Q: I use a wireless system with my instrument, how could I benefit from an SNE direct boxes?
A: As long as the wireless signal does not go directly to the sound man/mixing board (as in the case of many wireless microphones), all the issues addressed for non wireless systems apply.
Q: I use a digital snake, does the TDI/MDI work?
A: Yes, the analog to digital converters are generally located on stage (or very close to it) and far from the mixing console for these systems. Thus the signal from the instrument going to the input of the digital snake is still analog and phantom power able. Thus the issues are all the same as with a fully analog snake and all of the benefits of the TDI/MDI apply.
Q: Can I use an SNE direct box for recording?
A: Yes, that is a perfect scenario to use the SNE direct box.
Q: I have a passive instrument, can I use the SNE direct box since the audio path is passive? I keep seeing the rule of thumb “if you have a passive instrument, use an active direct box”
A: Yes you can use the SNE direct box with a passive instrument. Here is why: the load seen by the passive instrument will be a very high impedance assuming a typical 1k ohm mixing board input impedance. For example, a passive bass driving a TDI/MDI would “see” about 140k ohms at the DI input due to the audio transformer’s turns ratio. Typical passive pickup output impedances hover around 10k ohms max. Using output impedance as a rough guide, this means approximately 140k/150k=93% of the instrument signal goes to the DI box. For an active instrument, assuming 100ohm output impedance, the voltage transfer would be about 140k/140.1K = 99.9%. It is true that a larger percentage of the instruments signal would go to the DI if the instrument was active, but we aren’t concerned with approximately -7% (-0.32dB) voltage gain gain difference as the mixing board will make up for it and it is not perceptible by the human ear anyway. (Subjectively, a 2-3dB change in sound is considered barely perceptible).
Q: I notice a warning label on the DI’s top. What happens if I (un)plug the XLR when the TDI is on?

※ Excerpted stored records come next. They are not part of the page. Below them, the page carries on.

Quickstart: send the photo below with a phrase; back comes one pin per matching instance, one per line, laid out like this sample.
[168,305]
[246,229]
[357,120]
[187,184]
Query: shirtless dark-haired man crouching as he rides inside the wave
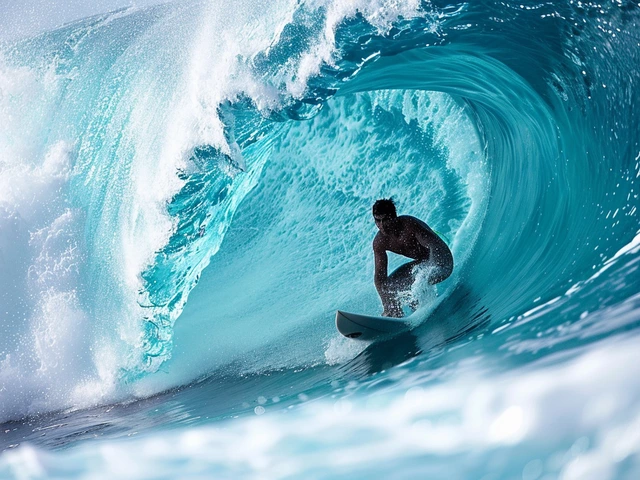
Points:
[410,237]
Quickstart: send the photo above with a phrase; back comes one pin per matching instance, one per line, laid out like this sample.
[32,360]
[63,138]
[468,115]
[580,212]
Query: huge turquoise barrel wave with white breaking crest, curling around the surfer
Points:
[141,159]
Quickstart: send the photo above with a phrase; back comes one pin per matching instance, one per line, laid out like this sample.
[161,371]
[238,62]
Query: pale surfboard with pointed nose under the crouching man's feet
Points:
[366,327]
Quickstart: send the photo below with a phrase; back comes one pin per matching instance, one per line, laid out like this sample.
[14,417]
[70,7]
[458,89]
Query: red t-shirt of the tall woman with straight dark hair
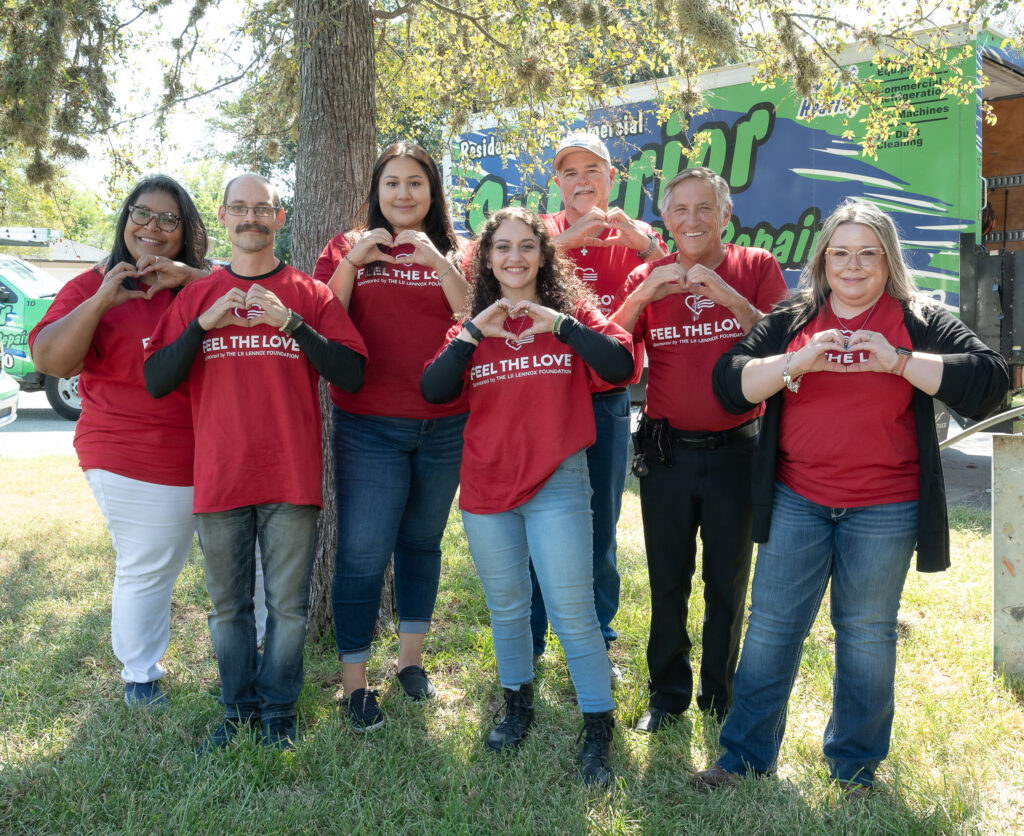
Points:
[403,315]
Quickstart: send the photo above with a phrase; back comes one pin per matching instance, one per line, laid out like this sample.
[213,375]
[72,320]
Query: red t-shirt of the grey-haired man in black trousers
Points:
[686,335]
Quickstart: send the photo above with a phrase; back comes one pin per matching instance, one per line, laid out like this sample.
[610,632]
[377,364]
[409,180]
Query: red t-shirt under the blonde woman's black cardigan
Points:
[850,440]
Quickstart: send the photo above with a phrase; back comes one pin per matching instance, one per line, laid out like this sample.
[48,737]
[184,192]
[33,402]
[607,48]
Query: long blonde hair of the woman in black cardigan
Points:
[814,291]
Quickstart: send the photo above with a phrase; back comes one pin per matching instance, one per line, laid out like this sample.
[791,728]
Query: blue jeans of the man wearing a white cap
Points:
[608,461]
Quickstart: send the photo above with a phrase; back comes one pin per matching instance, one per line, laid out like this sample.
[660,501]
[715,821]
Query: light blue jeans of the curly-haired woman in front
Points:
[556,528]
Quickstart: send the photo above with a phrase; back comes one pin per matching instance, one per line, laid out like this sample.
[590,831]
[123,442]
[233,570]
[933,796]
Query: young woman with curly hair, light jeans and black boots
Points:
[528,357]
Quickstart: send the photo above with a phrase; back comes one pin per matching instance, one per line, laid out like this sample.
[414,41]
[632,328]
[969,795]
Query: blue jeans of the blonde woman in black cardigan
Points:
[866,553]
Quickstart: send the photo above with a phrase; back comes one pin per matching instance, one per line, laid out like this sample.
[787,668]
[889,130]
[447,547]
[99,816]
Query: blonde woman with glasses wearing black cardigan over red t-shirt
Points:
[847,483]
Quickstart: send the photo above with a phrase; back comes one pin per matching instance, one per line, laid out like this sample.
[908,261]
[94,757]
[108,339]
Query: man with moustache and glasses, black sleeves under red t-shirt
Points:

A: The DI will not be damaged but the proprietary circuitry will not be able to do its job in reducing the audible transient that could go to the audio system the DI is connected to. It is generally a good idea to plug and unplug the DI when the audio system is muted. This is no different than other active circuitry powered with phantom power.
Q: When in mute mode there is an occasional slight “click” when I connect my acoustic guitar to the DI.
A: This should not happen at all with passive instruments. Most active preamps in instruments disconnect their battery power when the 1/4″ plug is disconnected from them. This is accomplished with a stereo jack that open circuit’s the preamp’s power when disconnected. When connecting the 1/4″ plug, the tip of the plug (depending on the preamp’s design) can contact ground first and then the “hot” output. This is why there is usually a loud “pop” with connecting/disconnecting an active instrument to an amplifier. Most, but not all, preamps remove the dc voltage on the preamp’s output with a blocking capacitor to prevent this. However, there still may still be a residual voltage potential on the output due to capacitor leakage. Whether the dc voltage is intentionally blocked or not, what you may be hearing is the sudden charging/discharging of the capacitance of the preamp and/or the charging/discharging of the audio transformer’s primary coils in the DI. Even with a sudden charging/discharging using 9V battery on the 1/4″ cable going into the DI, the resultant output signal will be barely audible. There will NOT be a large POP that would occur if this was done in “play” mode. You may find putting the ground lift in a different position removes this click altogether.